Encore un petit tour de roue étymologique, en ce mois de juillet cycliste, pour éclairer l’origine du vainqueur de la 15è étape du Tour de France à Montpellier, ce dimanche 17, j’ai nommé le britannique Mark Cavendish, par ailleurs prétendant prétendument prêt à préempter le podium final. Wait and see… Il n’empêche, ce coureur est un exemple, au moins d’un point de vue patronymique! En effet, Cavendish est un nom de formation et de souche typiquement anglaises (disons anglo-saxonnes, pour être chronologiquement correct), car on en trouve trace en…1086, dans des répertoires domestiques de la province du Suffolk, comté de l’est de l’Angleterre (dans la « bosse », côté droit, capitale Ipswich).
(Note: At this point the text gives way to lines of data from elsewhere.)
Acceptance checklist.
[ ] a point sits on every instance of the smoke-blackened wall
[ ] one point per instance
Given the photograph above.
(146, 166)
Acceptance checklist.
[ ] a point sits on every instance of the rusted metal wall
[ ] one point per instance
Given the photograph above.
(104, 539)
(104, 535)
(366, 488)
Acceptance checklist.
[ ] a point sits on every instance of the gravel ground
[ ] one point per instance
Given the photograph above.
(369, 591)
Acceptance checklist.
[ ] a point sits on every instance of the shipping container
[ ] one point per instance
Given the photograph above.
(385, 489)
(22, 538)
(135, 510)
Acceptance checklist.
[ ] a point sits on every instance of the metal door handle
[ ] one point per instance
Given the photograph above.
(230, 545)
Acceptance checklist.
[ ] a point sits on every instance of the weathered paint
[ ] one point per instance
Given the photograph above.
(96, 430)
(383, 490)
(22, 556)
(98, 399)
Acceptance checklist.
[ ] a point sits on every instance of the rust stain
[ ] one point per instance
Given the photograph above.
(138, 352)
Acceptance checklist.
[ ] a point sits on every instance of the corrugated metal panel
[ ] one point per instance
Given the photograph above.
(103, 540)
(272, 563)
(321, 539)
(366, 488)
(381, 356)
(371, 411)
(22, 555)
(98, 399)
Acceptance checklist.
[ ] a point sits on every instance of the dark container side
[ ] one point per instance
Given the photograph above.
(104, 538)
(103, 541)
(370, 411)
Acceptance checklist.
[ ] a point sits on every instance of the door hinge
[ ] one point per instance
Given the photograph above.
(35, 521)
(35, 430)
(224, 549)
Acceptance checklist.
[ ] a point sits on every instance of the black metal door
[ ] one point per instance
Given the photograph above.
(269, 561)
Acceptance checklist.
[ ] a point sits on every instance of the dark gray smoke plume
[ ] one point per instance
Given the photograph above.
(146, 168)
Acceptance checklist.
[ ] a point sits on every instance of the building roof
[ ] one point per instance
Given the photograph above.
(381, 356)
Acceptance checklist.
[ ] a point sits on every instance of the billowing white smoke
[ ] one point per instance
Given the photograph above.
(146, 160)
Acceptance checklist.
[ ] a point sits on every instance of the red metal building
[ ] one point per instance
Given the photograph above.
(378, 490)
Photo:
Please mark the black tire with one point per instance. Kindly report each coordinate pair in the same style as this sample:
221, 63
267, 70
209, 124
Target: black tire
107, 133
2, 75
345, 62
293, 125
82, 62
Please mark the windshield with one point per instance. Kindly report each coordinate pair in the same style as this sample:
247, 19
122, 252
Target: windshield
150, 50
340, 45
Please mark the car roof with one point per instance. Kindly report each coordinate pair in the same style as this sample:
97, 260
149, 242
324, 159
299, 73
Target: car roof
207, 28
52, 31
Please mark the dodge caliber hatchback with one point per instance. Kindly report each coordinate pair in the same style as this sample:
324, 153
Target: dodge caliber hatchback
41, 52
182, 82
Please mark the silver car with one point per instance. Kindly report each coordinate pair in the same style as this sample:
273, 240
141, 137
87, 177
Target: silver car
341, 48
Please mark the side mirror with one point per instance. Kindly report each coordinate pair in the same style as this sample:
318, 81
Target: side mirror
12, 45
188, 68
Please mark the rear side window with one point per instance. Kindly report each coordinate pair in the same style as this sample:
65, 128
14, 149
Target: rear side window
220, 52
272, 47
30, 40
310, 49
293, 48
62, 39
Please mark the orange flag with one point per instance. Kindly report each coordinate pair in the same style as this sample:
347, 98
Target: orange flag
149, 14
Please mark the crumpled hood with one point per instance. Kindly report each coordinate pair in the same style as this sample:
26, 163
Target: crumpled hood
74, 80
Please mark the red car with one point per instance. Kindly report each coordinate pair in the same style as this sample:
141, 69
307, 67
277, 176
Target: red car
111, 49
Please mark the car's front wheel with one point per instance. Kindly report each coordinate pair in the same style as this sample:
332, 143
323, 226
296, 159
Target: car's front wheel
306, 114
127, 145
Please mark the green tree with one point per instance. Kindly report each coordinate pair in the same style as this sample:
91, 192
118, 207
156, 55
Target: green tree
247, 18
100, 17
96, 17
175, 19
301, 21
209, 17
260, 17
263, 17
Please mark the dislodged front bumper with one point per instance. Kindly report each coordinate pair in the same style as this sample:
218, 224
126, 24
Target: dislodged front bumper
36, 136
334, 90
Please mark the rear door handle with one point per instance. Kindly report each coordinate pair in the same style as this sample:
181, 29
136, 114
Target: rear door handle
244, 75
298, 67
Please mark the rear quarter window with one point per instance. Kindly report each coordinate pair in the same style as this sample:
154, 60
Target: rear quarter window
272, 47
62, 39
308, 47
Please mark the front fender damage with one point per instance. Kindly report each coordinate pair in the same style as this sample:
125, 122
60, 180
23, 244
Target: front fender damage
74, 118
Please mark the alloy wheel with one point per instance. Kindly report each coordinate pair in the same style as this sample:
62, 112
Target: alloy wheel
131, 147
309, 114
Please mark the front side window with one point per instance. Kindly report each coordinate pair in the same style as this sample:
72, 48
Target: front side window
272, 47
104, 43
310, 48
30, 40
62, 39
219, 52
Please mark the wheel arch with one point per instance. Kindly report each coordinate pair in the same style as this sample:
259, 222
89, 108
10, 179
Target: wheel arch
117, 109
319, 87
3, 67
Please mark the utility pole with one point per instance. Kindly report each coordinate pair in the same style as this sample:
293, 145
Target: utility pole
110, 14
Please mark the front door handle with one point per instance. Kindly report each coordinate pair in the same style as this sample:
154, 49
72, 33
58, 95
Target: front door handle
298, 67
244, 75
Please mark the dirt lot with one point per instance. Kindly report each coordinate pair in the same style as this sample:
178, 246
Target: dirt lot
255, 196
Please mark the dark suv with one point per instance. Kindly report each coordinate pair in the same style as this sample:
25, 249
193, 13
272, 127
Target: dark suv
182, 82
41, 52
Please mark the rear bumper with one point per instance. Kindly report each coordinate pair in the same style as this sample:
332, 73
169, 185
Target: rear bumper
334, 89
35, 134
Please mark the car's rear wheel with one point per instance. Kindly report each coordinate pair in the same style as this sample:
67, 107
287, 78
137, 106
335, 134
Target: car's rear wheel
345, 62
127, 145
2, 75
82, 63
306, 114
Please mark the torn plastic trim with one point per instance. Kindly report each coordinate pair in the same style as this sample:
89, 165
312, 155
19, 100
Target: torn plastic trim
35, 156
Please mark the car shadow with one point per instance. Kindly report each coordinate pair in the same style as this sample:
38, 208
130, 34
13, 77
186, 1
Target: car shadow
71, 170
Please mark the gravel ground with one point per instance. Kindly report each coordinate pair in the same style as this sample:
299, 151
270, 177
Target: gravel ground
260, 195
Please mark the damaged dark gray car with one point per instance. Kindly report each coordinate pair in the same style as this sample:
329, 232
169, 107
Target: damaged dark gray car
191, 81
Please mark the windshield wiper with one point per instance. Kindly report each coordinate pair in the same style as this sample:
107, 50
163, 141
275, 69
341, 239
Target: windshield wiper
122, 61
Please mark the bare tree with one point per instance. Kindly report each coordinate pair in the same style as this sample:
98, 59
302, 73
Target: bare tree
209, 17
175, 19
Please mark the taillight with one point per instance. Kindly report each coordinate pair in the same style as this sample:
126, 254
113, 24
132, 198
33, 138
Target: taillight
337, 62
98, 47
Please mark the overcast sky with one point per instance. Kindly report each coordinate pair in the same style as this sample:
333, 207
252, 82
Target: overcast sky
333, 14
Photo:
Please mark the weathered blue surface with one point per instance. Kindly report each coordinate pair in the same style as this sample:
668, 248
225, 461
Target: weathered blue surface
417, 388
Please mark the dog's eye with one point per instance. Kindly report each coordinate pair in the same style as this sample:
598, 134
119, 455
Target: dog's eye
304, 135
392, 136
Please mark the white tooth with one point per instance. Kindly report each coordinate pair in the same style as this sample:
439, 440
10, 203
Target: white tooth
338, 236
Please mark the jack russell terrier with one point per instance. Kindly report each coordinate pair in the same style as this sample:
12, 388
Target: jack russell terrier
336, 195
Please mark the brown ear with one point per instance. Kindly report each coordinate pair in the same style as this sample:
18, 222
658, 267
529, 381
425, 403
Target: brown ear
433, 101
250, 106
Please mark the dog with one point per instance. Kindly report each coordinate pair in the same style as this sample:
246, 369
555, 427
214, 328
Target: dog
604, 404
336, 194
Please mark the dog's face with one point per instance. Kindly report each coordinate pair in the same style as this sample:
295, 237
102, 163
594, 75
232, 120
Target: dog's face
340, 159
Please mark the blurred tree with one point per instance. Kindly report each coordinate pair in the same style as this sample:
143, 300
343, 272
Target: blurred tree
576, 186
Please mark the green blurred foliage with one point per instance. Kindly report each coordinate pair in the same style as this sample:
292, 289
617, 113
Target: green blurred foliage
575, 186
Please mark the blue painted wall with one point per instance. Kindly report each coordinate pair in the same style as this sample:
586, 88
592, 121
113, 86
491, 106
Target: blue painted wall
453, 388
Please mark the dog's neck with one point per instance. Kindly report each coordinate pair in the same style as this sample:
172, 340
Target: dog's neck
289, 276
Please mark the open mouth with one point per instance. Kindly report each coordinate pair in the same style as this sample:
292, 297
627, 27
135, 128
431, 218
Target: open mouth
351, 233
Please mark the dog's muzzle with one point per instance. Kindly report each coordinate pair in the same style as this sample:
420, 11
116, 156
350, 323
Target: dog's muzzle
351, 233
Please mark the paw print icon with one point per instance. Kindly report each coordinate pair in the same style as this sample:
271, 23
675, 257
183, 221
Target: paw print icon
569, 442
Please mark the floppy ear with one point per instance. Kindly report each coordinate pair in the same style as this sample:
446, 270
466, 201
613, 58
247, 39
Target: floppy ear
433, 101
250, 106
Or, qu’il soit anglais ou pas, son parcours est très significatif de la transmission des patronymes à travers les siècles.

Il s’agit en fait d’un surnom, peut-être celui qui s’appliquait directement au comte de l’époque, le propriétaire des terres, mais aussi à ses administrés, lesquels, proches ou non de la maison comtale (si, c’est l’adjectif!), pouvaient tout à fait prendre ce même surnom, quand ils quittaient la région pour chercher du travail par exemple ou tout simplement pour marquer leur lieu de naissance. C’est le même phénomène qui s’est passé partout dans le monde, y compris en France, avec les gens qui portent des noms de lieux, villages, villes, régions ou pays. L’intention de base est toujours la même: désigner « le gars qui vient de… »

Or donc, l’ancêtre de notre véloce vélocipédiste est un Cavendish, mot formé de deux racines que même Shakespeare avait du mal à se mettre dans l’oreille, car elles viennent du 12è siècle, quand la première graphie (=écriture) « Kavandisc » s’est transformée en « Cavenedisc », puis Cavendisch, et enfin Cavendish. Les deux racines en question sont « Caf/v » + « edisc-h»; la première représente un adjectif qui évoque quelque chose de téméraire, d’effronté, d’audacieux. La seconde représente un enclos ou un pâturage. L’assemblage des deux indique sans doute un endroit difficile d’accès, « osé » pour faire paître des animaux; ou peut-être un pacage réservé (donc « interdit »), d’où cette idée d’occupation audacieuse d’un territoire.

Ne serait-ce pas un mauvais présage (pour les français), ce type qui risque de « squatter » le pré-carré des Champs-Elysées?!